二、しかし、不動産の引渡し又は明渡し執行において「強制執行の目的物に非ざる動産」は、債務者の直接占有に属し、かつ、第三者所有物の場合はその動産を取除くことが著るしく困難で、物理的経済的価値の大半を毀滅しなければ取除けないものであつてはならないと制限的に解さねばならないわけはない。右条項には「強制執行の目的物に非ざる動産」と記載されているのみで、動産につき何んの制限も付していない。同条項は「若し債務者不在なるときは其代理人又は債務者の成長したる同居の親族若くは雇人に之を引渡す可し」と定め、同条四項、五項で「債務者及び前項に掲げたる者不在なるときは執行官は右の動産を債務者の費用にて保管に付す可し。債務者が其動産の受取を怠るときは執行官は執行裁判所の許可を得て差押物の競売に関する規定に従つて之を売却し、其費用を控除したる後其代金を供託す可し」と規定しているが、右動産につき何んの制限も付していない。

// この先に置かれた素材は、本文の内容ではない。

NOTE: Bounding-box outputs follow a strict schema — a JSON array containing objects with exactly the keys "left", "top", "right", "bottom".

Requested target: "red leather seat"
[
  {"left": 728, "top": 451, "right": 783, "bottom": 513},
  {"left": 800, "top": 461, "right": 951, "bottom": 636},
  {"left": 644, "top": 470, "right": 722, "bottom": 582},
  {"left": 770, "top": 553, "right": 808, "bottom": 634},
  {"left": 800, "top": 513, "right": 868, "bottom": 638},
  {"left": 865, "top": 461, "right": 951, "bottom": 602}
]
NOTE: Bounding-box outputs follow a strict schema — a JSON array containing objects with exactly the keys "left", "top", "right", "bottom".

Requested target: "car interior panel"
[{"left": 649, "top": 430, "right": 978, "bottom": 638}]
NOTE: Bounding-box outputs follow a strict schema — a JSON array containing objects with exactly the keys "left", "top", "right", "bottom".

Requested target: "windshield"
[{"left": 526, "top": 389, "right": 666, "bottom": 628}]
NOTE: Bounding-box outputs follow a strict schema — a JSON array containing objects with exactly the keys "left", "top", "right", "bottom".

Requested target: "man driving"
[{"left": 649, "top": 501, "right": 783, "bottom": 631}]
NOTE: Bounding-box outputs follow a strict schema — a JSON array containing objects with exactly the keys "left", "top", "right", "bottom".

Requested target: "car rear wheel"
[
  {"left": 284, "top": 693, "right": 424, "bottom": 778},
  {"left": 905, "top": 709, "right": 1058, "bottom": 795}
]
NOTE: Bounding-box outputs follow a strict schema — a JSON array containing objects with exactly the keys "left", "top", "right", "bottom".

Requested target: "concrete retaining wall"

三、仮りに、「強制執行の目的物に非ざる動産」を原判決の判示する如く制限的に解すべきであるとしても、本件建物G部分の外壁に付着している本件広告用工作物は建物G部分を占有している関はなが占有している(原判決は関はなは本件広告用工作物の電気の点滅、修理の要否等を看視している占有補助者ないし、占有機関にすぎず、被上告人が占有していると判示しているが、一審判決の判示するとおり、関はなが被上告人との合意により本件広告用工作物の設置掲載の管理をして占有している)ものであり、また、本件建物収去土地明渡執行は上告人が本件建物収去命令(代替執行)により本件建物を取毀すのであるから、上告人が右命令により本件建物G部分の北側の壁を取毀すに際して本件広告用工作物を無傷で取除くことは極めて容易である(本件の場合、建物を毀さないで看板を取除けるのでなく、建物を取り毀すときに看板を取り外すのであつて、例えば、本件建物取毀しに際しG部分の北側壁を本件広告用工作物が付着したまま地上に倒し、地上において壁を取毀して右工作物を取除けると、工作物を傷めないで取り外すことができる)。

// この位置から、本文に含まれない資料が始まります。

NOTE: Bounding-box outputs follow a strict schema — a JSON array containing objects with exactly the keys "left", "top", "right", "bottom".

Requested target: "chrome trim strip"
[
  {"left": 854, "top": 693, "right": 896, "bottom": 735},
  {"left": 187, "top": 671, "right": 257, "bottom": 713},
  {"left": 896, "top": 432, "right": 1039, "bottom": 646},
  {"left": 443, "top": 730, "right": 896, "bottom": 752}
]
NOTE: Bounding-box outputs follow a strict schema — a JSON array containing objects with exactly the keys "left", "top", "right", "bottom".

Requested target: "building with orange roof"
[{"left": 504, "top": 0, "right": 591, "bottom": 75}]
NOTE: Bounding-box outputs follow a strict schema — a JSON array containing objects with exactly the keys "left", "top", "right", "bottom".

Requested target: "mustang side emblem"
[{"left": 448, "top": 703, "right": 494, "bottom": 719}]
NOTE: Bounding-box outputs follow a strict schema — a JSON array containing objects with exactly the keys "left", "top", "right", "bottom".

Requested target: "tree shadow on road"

四、従つて、本件広告用工作物は本件建物収去土地明渡の執行において民訴法旧七三一条三項の「強制執行の目的物に非ざる動産」であるのにかかわらず、そうとはいえないと論断した原判決は右条項の解釈適用を誤つたもので、右違背は判決に影響を及ぼすこと明らかであるので破毀を免れない。

第二点 原判決に民事訴訟法旧第五四九条一項の解釈適用を誤つている。

一、原判決は理由第二、一、(十二)、(十五)乃至(十九)で、昭和四一年一〇月二五日上告人は関はなに対し神戸地方裁判所仮処分決定に基づき占有移転禁止の仮処分を移築前の本件建物の一階G部分及び二階部分に執行し、昭和四九年九月一日移築前の本件建物は土地区画整理法による直接施行により仮換地(現地換地)上に移築されたが、被上告人は同年四月頃移築後の本件建物G部分北側の壁面に本件広告用工作物を付着したが、上告人は蔡謀邦の承継人ら及び関はならに対する本件建物収去土地明渡請求事件で昭和五〇年二月二八日神戸地方裁判所で勝訴判決があり右判決は昭和五一年一二月一四日確定したことを認定し、同四、(一)で被上告人は本件広告用工作物を所有することにより右工作物(看板)が付着している本件建物G部分のうちその壁部分を占有していると判示し、同第三、二で建物収去土地明渡の強制執行に対し建物の全部又は一部につき占有権を有する第三者は、その占有権をもつて執行の目的物の「引渡しを妨げる権利」にあたるものとし第三者異議の訴の理由とすることができ、その占有が執行債権者に対抗しうる正権原に基づくものであることは特段の事情のない限り必要とするものではないと判示して、被上告人は右壁部分の占有権をもつて執行の目的物の「引渡しを妨げる権利」にあたるとして第三者異議の訴の理由とすることができると論断している。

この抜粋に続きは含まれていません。